Egypt's Hosni Mubarak was being kept alive by life support after the 84-year-old ousted leader suffered a stroke in prison Tuesday, officials said, deepening the country's uncertainty over who will succeed him. Both presidential candidates now claim to have won last weekend's runoff election.
The developments, which saw Mubarak moved out of prison to a military hospital, come 16 months after he was ousted by a popular uprising demanding democracy.
The Muslim Brotherhood, emboldened by its claims that its candidate won the election, sent tens of thousands of its supporters into the street. It was an escalation of its confrontation against the ruling generals over their grab this week of sweeping powers that give them dominance over the next president.
Some 50,000 protesters, mostly Islamists, protested in Cairo's Tahrir Square on Tuesday evening chanting slogans in support of the Brotherhood's candidate Mohammed Morsi and denouncing the generals.
"We, the people, gave them (the military) legitimacy and we now are taking back," said Saber Ibrahim, 36, a teacher who came from Beni Suef south of Cairo to participate in the rally.
The campaign of Mubarak's former prime minister, Ahmed Shafiq, said Tuesday he won the election, denying the Brotherhood's claim of Morsi's victory.
The election commission is to announce the official final results Thursday. No matter who it names as victor, his rival is likely to reject the result as a fraud.
The sudden health crisis of Mubarak, who is serving a life prison sentence, briefly overshadowed the politics. Details of his health crisis were sketchy.
Earlier, the state news agency MENA and officials said Mubarak suffered a "fast deterioration of his health." His heart stopped beating until he was revived by defibrillation, then he suffered a stroke. When Mubarak later arrived at the military hospital, he was "clinically dead," MENA reported. The news agency said doctors repeatedly defibrillated him with no initial response.
Later, a security official said Mubarak was on life support. The official spoke to the Associated Press on condition of anonymity because he was not authorized to talk to reporters.
Maj. Gen. Mohsen el-Fangari, a member of the ruling military council, told the Al-Shorouk newspaper website that Mubarak was in a "very critical condition," but denied he was dead.
Mubarak has been serving a life sentence since his conviction June 2 for failing to stop the killing of protesters during the 18-day uprising against his rule in February 2011.

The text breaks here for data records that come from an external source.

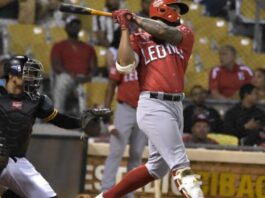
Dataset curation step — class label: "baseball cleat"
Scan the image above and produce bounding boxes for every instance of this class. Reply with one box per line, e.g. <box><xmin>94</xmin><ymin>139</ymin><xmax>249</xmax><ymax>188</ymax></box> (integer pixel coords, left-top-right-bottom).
<box><xmin>95</xmin><ymin>193</ymin><xmax>104</xmax><ymax>198</ymax></box>
<box><xmin>173</xmin><ymin>168</ymin><xmax>204</xmax><ymax>198</ymax></box>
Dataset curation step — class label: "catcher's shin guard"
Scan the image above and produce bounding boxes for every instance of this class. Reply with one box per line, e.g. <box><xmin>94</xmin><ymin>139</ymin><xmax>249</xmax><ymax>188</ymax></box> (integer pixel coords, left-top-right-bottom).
<box><xmin>173</xmin><ymin>168</ymin><xmax>204</xmax><ymax>198</ymax></box>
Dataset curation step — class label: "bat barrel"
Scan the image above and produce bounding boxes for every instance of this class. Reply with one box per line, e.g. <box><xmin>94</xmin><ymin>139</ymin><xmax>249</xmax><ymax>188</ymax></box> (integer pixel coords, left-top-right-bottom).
<box><xmin>59</xmin><ymin>3</ymin><xmax>91</xmax><ymax>15</ymax></box>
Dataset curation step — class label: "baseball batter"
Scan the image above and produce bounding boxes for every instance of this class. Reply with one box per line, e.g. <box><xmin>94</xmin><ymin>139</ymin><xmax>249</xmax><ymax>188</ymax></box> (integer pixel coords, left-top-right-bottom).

Last weekend's president runoff was viewed as a landmark in Egypt's post-Mubarak transition -- the election of the first civilian president in 60 years.
Shafiq's campaign spokesman, Ahmed Sarhan, told a televised news conference Tuesday that Shafiq won 51.5% of the vote and that the claim of victory by Morsi was "false."
"Gen. Ahmed Shafiq is the next president of Egypt," Sarhan said. He said Shafiq won about 500,000 votes more than Morsi.
The Shafiq campaign's claim came just hours after Morsi's campaign repeated its claims of victory, saying Morsi had won 52% to Shafiq's 48%.
Shafiq, a former air force commander who was named prime minister during Mubarak's last days, is seen as likely to preserve the military-backed police state that his former boss headed for three decades. He, in turn, has presented himself as a strongman able to keep Egypt stable and out of the hands of the Brotherhood, playing on fears the group will turn the country into an Islamic state.
The military issued a constitutional declaration Sunday giving it legislative powers. A court ruling last week also dissolved the Islamist-dominated parliament.